Injection of NPY into CA1 has anxiolytic effects (Smiałowska et al., 2007) and alleviates anxiety-like behavior in a rodent model of PTSD (Cohen et al., 2012). Both effects are blocked by Y1 receptor antagonism (Cohen et al., 2012; Smiałowska et al., 2007), indicating an essential role for Y1 receptors in CA1 in reducing anxiety. The location of Y1Rs in CA1 that mediate NPY's anxiolytic effects is unknown, and effects of Y1Rs on synaptic function in CA1 have yet to be demonstrated. Until now NPY's only known effects on CA1 synaptic transmission have been via presynaptic Y2 receptors in the SC pathway (Colmers et al., 1991), which mediate NPY's antiepileptic properties. We previously showed that the NPY dose-response relationship is different between TA and SC synapses (Li et al., 2017), suggesting the receptor type might be different between these two inputs to CA1. Consistent with this, immunostaining for Y2Rs shows no expression in CA1 SLM (Hörmer et al., 2018), the site of the TA pathway. CA1 pyramidal cells express Y1R mRNA (Parker and Herzog, 1999, Parker and Herzog, 1998), raising the possibility that Y1Rs in these cells mediate NPY's effects in the TA pathway. Y1R mRNA is also found in entorhinal cortex layer 3 (Kopp et al., 1999), where TA axons originate. We hypothesize that Y1 receptors mediates NPY's effects at TA synapses.

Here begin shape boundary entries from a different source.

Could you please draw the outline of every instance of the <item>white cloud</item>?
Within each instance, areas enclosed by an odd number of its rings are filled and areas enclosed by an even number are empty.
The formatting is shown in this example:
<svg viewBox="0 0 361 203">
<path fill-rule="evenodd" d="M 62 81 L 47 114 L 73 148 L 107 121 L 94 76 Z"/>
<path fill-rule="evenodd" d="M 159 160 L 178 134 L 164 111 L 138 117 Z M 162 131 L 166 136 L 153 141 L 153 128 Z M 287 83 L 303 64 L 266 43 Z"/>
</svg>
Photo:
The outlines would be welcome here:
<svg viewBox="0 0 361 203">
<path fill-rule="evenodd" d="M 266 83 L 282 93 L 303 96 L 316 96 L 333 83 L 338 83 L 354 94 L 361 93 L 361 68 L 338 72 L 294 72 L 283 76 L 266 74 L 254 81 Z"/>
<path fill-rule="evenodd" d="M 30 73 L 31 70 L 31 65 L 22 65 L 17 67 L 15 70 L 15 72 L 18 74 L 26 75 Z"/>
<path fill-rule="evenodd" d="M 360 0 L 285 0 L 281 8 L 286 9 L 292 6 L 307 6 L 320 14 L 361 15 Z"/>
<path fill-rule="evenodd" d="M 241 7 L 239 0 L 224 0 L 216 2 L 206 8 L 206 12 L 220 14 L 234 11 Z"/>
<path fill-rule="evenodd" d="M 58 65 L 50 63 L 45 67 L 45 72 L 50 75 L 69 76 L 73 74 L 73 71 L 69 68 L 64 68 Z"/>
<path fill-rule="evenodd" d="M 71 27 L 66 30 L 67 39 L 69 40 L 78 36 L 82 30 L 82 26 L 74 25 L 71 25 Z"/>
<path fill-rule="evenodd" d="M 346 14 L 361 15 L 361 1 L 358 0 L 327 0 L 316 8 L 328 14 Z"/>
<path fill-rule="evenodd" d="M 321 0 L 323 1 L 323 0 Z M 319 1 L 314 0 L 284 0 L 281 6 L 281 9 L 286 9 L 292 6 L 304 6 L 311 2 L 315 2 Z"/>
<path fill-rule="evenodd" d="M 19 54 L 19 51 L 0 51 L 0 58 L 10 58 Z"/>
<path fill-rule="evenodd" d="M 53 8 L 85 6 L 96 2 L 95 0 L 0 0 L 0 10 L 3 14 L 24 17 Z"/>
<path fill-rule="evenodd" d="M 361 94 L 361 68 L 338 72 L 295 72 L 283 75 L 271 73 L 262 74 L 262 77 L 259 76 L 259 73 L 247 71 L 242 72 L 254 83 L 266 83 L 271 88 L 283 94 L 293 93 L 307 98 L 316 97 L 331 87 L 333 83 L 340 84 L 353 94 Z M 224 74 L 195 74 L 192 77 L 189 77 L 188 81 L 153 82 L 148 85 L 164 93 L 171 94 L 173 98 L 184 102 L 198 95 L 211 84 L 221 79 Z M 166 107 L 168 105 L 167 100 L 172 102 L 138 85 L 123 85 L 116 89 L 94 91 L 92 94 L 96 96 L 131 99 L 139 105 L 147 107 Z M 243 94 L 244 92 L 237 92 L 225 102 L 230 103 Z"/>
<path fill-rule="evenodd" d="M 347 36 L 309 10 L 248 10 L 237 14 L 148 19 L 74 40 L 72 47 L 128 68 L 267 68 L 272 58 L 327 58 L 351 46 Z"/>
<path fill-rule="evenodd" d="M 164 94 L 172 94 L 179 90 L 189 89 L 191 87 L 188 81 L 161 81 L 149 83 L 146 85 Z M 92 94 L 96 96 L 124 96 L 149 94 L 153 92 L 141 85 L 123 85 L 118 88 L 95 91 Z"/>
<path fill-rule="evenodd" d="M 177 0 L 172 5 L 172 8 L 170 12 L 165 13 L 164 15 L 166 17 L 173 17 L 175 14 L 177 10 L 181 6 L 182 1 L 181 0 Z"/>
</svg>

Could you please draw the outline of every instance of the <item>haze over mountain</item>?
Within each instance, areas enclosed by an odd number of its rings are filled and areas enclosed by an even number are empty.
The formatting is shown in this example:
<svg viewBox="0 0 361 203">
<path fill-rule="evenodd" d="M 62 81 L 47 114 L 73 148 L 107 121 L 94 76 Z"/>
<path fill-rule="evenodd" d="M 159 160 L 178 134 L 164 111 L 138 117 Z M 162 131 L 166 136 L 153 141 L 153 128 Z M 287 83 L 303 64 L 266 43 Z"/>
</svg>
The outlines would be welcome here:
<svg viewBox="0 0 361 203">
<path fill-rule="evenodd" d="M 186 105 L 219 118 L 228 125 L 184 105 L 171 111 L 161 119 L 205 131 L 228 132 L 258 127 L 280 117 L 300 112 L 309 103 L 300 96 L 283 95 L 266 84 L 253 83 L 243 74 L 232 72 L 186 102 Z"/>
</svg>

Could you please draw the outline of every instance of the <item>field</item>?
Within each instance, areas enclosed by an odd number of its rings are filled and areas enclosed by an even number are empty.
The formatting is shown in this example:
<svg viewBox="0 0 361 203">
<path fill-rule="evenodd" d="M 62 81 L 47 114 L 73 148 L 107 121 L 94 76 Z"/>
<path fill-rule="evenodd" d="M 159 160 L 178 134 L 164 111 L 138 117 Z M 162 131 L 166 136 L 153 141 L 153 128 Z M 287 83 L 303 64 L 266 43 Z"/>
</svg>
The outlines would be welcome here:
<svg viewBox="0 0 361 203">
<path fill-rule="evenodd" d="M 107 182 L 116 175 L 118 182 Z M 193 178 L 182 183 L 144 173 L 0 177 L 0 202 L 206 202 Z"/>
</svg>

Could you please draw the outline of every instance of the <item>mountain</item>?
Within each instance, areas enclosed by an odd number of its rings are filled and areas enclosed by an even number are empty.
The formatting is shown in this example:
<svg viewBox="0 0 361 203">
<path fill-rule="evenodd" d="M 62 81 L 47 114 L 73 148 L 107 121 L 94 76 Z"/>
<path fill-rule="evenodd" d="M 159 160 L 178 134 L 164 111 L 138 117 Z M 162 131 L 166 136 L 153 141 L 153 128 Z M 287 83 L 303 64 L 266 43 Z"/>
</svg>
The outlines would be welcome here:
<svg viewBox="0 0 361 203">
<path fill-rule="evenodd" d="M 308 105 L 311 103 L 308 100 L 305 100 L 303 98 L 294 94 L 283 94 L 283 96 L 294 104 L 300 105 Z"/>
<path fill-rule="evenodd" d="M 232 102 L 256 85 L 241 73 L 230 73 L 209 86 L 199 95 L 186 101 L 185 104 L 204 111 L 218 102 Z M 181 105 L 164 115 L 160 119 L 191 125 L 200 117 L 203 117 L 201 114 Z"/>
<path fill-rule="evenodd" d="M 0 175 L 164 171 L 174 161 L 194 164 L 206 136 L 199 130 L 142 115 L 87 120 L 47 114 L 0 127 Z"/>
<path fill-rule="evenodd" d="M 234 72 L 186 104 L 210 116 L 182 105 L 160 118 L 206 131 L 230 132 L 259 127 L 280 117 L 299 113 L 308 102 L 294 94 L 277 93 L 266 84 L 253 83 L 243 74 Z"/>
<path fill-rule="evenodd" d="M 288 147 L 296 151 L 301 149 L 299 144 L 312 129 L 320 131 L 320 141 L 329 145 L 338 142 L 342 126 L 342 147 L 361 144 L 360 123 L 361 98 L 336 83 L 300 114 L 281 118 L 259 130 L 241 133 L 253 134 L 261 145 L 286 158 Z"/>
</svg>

Interestingly, a previous study showed that transgenic rats that overexpress NPY had a reduced number of Y1 receptor binding sites in hippocampus, but not Y2 receptor binding sites (Thorsell et al., 2000). We previously showed that there is impaired sensitivity to exogenous NPY application at TA-CA1 synapses in slices from mice that overexpress NPY entopically (Corder et al., 2020). Surprisingly, these mice displayed heightened avoidance behavior on the elevated plus maze (Corder et al., 2020), rather than the expected reduction in avoidance behavior seen with NPY injection (Cohen et al., 2012). But, NPY overexpression in these same mice did reduce severity of kainate-induced seizures (Ste Marie et al., 2005), potentially suggesting that there are still functional NPY Y2 receptors. It is not yet known whether NPY overexpression impairs NPY Y1 receptors in the TA pathway, nor whether Y2 receptors in the SC pathway remain functional.

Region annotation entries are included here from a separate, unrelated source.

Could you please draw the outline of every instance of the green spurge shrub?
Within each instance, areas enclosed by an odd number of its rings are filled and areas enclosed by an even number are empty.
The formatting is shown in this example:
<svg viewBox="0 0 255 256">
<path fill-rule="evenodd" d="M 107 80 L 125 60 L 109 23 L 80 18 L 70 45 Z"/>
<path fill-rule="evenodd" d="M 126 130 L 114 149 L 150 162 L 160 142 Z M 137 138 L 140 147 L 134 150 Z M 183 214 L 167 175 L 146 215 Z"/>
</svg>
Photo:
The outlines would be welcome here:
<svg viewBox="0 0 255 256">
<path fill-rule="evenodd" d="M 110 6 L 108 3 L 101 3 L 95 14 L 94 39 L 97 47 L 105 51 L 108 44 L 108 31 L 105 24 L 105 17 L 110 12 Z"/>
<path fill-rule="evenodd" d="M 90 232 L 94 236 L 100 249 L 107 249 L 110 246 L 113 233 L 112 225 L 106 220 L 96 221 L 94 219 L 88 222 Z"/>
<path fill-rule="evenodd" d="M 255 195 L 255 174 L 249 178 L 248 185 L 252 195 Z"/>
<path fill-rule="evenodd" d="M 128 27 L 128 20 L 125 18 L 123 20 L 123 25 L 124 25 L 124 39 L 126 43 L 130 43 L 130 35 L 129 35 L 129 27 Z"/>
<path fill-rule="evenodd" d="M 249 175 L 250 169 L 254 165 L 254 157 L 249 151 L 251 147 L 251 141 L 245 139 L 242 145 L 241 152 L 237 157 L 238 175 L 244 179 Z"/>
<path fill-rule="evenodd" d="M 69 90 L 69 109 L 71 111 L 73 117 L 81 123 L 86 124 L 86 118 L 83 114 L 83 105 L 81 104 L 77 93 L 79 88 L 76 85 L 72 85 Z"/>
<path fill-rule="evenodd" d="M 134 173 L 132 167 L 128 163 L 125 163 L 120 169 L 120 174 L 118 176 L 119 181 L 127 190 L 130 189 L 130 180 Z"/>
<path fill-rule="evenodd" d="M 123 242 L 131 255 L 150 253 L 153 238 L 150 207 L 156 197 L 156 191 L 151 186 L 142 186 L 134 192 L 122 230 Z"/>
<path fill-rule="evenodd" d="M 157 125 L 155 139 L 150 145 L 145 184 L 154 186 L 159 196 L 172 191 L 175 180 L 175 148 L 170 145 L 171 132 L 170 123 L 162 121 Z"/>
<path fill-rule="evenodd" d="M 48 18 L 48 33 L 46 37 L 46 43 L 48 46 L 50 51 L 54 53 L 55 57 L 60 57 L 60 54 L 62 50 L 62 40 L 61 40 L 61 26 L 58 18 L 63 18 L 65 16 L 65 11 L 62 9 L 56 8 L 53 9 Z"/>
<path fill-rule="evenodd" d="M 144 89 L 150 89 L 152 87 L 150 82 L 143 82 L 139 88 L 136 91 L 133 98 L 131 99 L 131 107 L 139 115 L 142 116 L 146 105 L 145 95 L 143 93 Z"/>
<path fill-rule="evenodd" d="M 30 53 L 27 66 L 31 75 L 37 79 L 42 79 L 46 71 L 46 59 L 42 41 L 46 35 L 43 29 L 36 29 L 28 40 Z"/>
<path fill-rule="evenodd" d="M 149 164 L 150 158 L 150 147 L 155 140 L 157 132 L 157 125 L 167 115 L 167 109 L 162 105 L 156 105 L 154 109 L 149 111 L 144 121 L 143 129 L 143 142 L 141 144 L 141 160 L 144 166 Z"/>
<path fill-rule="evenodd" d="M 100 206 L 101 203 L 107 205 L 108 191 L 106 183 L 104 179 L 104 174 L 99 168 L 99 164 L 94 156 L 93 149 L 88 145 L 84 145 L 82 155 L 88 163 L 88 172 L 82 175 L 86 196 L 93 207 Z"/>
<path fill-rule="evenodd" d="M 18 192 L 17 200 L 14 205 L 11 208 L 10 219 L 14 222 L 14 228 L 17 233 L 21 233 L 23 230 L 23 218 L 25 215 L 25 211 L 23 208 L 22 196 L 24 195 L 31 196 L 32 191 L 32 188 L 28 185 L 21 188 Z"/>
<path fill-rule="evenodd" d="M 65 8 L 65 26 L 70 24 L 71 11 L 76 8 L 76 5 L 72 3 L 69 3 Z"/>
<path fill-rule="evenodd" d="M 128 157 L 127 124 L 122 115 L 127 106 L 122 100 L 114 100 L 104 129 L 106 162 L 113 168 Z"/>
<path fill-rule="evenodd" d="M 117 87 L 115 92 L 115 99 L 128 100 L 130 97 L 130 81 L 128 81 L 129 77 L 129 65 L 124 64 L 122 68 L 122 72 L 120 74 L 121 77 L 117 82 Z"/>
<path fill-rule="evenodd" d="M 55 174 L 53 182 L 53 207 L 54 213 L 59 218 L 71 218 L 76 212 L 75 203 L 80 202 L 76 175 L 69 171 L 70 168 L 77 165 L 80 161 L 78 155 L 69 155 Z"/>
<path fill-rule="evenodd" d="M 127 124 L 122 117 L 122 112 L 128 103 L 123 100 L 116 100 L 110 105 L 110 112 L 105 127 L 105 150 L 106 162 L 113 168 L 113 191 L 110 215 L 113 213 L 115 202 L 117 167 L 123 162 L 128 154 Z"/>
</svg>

Here we demonstrate that the effects of both bath-applied and endogenously-released NPY on TA-CA1 synapses are through NPY Y1 receptors but not Y2 receptors. In addition, NPY overexpression impairs Y1 receptor function in TA in both heterozygous and homozygous NPY overexpression mice. In contrast, NPY overexpression does not impair the function of NPY Y2 receptors at SC-CA1 synapses. Together, these results show that there is pathway-specific regulation by NPY of the inputs to CA1, which are differentially impacted by NPY overexpression.